3.90 g of -[(±)-2-(1-naphthylmethyl)-3-(phenethylcarbamoyl)propionyl]-L-histidine hydrazide is obtained. This hydrazide
Dissolve 2.20 g in 5 ml of methanol by heating at 40°C, and filter off insoluble matter. After leaving this solution overnight at room temperature,
The precipitated crystals were collected by filtration, and white powdery N-[(+)-2
0.70 g of -(1-naphthylmethyl)-3-(phenethylcarbamoyl)propionyl]-L-histidine hydrazide is obtained. [α] ¹⁰ _D +20.6° (methanol c=0.19) Melting point: 214-218°C RF ₁ : 0.53 MS: MH ⁺ , 513 Meanwhile, add 200 ml of ether to the filtrate, leave it overnight, and filter out the precipitated crystals. leave The filtrate is concentrated under reduced pressure, ether is added to the residue, and the precipitated crystals are collected by filtration. Recrystallize with methylene chloride/methanol = 10/1 to obtain 1.10 g of white powdery N-[(-)-2-(1-naphthylmethyl)-3-(phenethylcarbamoyl)propionyl]-L-histidine hydrazide. obtain. [α] ¹⁰ _D −47.0° (methanol c=0.20) Melting point: 145-148°C RF ₁ : 0.54 MS: MH ⁺ , 513 The hydrazide obtained above was optically resolved (+) and (-) -2-(1-naphthylmethyl)-
Hydrazide derived from 3-(phenethylcarbamoyl)propionic acid and its physical properties (NMR, IR, MS,
(optical rotation) were matched. Reference example 4 (2RS,3S)-3-amino-2-hydroxy-
5-Methylhexanoic acid N-carbobenzoxy-L-leucinal
Add a solution of 3.43 g of sodium bisulfite in 20 ml of water to 2.81 g, and stir under ice cooling for 14 hours. A solution of 1.41 g of potassium cyanide in 50 ml of water and 200 ml of ethyl acetate were added to this reaction solution and stirred at room temperature for 4 hours. The ethyl acetate layer was washed with saturated brine and then dried over anhydrous magnesium sulfate. The solvent was distilled off under reduced pressure to obtain 2.54 g of 3-carbobenzoxyamino-2-hydroxy-5-methylhexanenitrile as a colorless oil. 500mg of this nitrile, 20ml of dioxane and concentrated hydrochloric acid.

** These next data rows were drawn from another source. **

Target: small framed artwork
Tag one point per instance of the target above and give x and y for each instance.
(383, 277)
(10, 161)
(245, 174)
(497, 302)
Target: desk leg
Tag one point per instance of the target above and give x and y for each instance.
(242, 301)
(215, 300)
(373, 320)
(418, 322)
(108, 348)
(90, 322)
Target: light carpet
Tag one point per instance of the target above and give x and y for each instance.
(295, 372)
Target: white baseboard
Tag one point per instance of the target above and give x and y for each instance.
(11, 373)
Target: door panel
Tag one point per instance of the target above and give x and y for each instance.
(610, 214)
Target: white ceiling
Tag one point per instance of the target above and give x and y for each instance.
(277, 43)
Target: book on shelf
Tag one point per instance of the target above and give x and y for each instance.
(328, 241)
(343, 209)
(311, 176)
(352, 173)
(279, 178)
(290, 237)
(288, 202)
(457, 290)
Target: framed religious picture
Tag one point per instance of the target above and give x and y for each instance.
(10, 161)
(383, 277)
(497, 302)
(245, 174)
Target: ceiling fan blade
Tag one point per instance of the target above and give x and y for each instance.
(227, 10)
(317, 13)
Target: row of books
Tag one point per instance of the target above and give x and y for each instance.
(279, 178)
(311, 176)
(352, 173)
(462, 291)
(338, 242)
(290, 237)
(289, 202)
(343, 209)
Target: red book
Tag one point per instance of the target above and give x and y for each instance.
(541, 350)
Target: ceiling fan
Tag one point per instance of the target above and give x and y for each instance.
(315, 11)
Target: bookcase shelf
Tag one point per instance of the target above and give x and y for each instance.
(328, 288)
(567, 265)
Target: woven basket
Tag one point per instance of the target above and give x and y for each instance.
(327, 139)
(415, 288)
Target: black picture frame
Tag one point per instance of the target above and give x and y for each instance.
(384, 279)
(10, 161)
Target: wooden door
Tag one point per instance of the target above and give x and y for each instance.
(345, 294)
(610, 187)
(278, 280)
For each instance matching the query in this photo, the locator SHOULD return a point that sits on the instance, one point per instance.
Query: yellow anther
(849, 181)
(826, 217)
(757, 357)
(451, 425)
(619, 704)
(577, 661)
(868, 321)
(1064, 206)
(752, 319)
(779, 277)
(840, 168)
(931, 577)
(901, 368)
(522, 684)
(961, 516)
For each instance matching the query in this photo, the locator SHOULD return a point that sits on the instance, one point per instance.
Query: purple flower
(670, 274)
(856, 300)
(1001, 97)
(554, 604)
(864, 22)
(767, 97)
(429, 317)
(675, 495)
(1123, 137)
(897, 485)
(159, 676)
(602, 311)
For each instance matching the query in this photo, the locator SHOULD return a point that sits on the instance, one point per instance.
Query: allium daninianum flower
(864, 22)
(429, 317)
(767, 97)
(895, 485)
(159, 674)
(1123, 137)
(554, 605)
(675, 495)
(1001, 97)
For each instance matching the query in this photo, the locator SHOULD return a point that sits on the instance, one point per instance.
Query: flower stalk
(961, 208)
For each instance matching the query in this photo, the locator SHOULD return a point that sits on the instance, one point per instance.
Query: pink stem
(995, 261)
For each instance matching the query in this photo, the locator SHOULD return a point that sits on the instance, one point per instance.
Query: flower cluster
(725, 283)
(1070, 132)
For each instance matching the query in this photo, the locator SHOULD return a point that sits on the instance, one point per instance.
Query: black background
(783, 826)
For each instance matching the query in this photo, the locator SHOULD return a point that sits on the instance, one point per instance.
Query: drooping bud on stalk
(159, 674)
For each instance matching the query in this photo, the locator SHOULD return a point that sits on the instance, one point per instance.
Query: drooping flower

Add 20 ml of the mixture and heat under reflux for 12 hours. The solvent was distilled off under reduced pressure, and the remaining crystals were purified by cation column chromatography (elution solvent: 2N aqueous ammonia) to obtain colorless crystals of (2RS,3S)-3.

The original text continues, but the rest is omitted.